Republicans jumped on Tuesday’s decision to change course, as well as the additional disclosure that two e-mails that traversed Clinton’s personal system were subsequently given one of the government’s highest classification ratings.
“All this means is that Hillary Clinton, in the face of FBI scrutiny, has decided she has run out of options,” Republican National Committee Chairman Reince Priebus. “She knows she did something wrong and has run out of ways to cover it up.”
Federal investigators have begun looking into the security of Clintons’ e-mail setup amid concerns from the inspector general for the intelligence community that classified information may have passed through the system.
There is no evidence she used encryption to shield the e-mails or her personal server from foreign intelligence services or other potentially prying eyes. Kendall has said previously that Clinton is “actively cooperating” with the FBI inquiry.
In March, Clinton said she exchanged about 60,000 e-mails in her four years in the Obama administration, about half of which were personal and were discarded.
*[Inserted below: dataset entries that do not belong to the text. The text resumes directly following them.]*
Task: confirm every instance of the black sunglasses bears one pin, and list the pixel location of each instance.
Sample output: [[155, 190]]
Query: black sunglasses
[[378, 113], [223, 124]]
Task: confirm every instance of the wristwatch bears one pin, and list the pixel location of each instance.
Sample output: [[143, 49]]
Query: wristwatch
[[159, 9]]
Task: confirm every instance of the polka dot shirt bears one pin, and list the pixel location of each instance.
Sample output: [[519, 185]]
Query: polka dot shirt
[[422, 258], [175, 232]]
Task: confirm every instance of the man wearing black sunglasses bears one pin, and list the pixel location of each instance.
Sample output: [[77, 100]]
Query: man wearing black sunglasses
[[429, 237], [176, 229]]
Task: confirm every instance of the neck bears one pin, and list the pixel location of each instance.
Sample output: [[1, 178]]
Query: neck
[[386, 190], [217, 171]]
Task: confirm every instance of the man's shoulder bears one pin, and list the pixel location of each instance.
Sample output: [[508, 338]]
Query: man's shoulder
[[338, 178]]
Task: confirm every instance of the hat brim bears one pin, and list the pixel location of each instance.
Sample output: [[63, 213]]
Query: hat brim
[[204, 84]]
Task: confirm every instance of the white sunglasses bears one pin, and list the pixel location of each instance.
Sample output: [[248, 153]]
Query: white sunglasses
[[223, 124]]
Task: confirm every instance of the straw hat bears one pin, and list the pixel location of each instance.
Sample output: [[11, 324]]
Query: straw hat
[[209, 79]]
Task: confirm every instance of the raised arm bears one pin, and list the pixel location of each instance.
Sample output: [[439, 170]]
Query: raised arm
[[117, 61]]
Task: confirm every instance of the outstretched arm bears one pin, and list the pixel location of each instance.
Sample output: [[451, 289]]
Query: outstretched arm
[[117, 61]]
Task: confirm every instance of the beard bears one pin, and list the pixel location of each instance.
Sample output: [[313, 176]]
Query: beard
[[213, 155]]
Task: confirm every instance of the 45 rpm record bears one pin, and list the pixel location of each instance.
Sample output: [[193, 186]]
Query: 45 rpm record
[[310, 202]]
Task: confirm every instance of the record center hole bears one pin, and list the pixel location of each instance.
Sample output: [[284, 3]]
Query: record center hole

She turned over the other half to the State Department in December.
“As she has said, it is her hope that State and the other agencies involved in the review process will sort out as quickly as possible which e-mails are appropriate to release to the public, and that the release will be as timely and transparent as possible,” Merrill said Tuesday.
Also Tuesday, Kendall gave to the Justice Department three thumb drives containing copies of work-related e-mails sent to and from her personal e-mail addresses via her private server.
Kendall gave the thumb drives, containing copies of roughly 30,000 e-mails, to the FBI after the agency determined he could not remain in possession of the classified information contained in some of the emails, according to a U.S. official not authorized to speak publicly.
Word that Clinton had relented on giving up possession of the server came as Republican Sen. Chuck Grassley of Iowa said two e-mails that traversed Clinton’s personal system were deemed “Top Secret, Sensitive Compartmented Information” — a rating that is among the government’s highest classifications. Grassley said the inspector general of the nation’s intelligence community had reported the new details to Congress on Tuesday.